Welcome to the podcast ‘One Thousand Reasons for Feeling Awe.’ Before I embark on the wondrous journey of 999 interviews with experts from around the world, I’d like to offer a reason of my own—the first reason that will inaugurate the chain of wonderment, this stunning collage that we will gradually form, which is in itself one good reason for feeling awe.
When we speak of awe, we always look for specific reasons for feeling it. We find these reasons in certain objects in the world, particular phenomena—and indeed, this project is going to focus on many such objects, and for good reasons: every wondrous object, if given sufficient attention, contains the mystery of the universe as a whole and testifies to the all-pervading presence of wonder.
Take, for instance, a jellyfish that can never die—this actually exists!—or, alternatively, the fact that we still have absolutely no idea how, at a certain point, humans developed the ability to think in such complex ways.
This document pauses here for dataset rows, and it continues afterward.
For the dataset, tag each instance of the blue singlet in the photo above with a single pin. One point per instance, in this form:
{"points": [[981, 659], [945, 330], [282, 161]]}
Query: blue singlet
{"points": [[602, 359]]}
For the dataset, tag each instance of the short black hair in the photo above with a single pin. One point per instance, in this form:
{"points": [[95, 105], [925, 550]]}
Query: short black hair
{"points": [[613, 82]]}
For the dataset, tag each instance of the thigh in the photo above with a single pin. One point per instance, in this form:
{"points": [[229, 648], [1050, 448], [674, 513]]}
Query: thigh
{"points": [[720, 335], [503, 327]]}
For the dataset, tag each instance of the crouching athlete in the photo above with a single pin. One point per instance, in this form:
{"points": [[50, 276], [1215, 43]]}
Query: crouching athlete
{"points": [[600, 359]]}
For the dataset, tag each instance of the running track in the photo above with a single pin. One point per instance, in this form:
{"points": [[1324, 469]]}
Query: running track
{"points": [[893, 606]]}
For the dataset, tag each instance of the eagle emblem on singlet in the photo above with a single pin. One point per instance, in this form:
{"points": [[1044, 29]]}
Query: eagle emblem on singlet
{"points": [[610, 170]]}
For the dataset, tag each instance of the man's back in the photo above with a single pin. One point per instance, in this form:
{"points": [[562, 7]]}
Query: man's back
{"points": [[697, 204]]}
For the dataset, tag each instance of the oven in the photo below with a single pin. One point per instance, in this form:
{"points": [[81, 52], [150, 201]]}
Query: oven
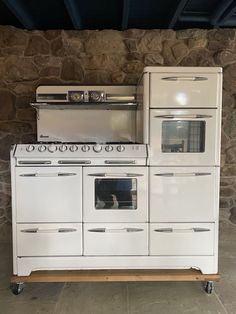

But before we are turning our attention to one phenomenon in the universe, isn’t existence itself a reason for feeling awe? Don’t we take for granted the very fact of existence, which is like an unending riddle, a question mark that never leads, or can never lead, to a final, satisfying answer?
As humanity, we’ve written billions of books and developed millions of theories. We have universities, research labs, and inconceivable technologies produced on the basis of identifiable cosmic laws and planetary substances.
All the time, we have the feeling that we are approaching the comprehension of the universe. Any minute now! But in actuality, we may perhaps grasp how the universe behaves, how things work, but not what the universe is and who and what we are and where we have emerged from.
Presently, our scientific paradigm is content with this odd perception of a random and causeless evolution. This is actually not an explanation for anything—at best, this is a completely dissatisfying description
Even our wonderful religions and mystical approaches haven’t managed to dispel this mystery. We may perhaps declare with confidence that ‘God is one,’ yet we have no idea who this one is, or what is the reason that the universe has erupted out of the blue.
Again, we have countless theories, which we can either adopt or reject. But, as Albert Camus wrote in his Myth of Sisyphus again and again, the universe itself remains silent in the face of humanity’s question. And as American philosopher Thomas Nagel added in response, even if the universe would finally speak, the answer wouldn’t necessarily appease our answer-seeking mind and heart.
Instead of praying for an answer, I’d suggest pausing from time to time in the midst of this existence and feeling this undying question mark which is the no. 1 reason for feeling awe: what is all this? Where and why have we come from? What are all these people, animals, plants, rocks—with this inconceivable attention to details, the dizzying complexity and diversity? What is this breathtakingly vast universe with its hundreds of billions of galaxies and the enormous space between all the celestial bodies, not to mention the fact that we ourselves are floating in this space?
And above all, what am I? Where has this body come from and what is the sense of my existence and the unstoppable fact of the death of this body? All I can say is that one day, I found myself existing!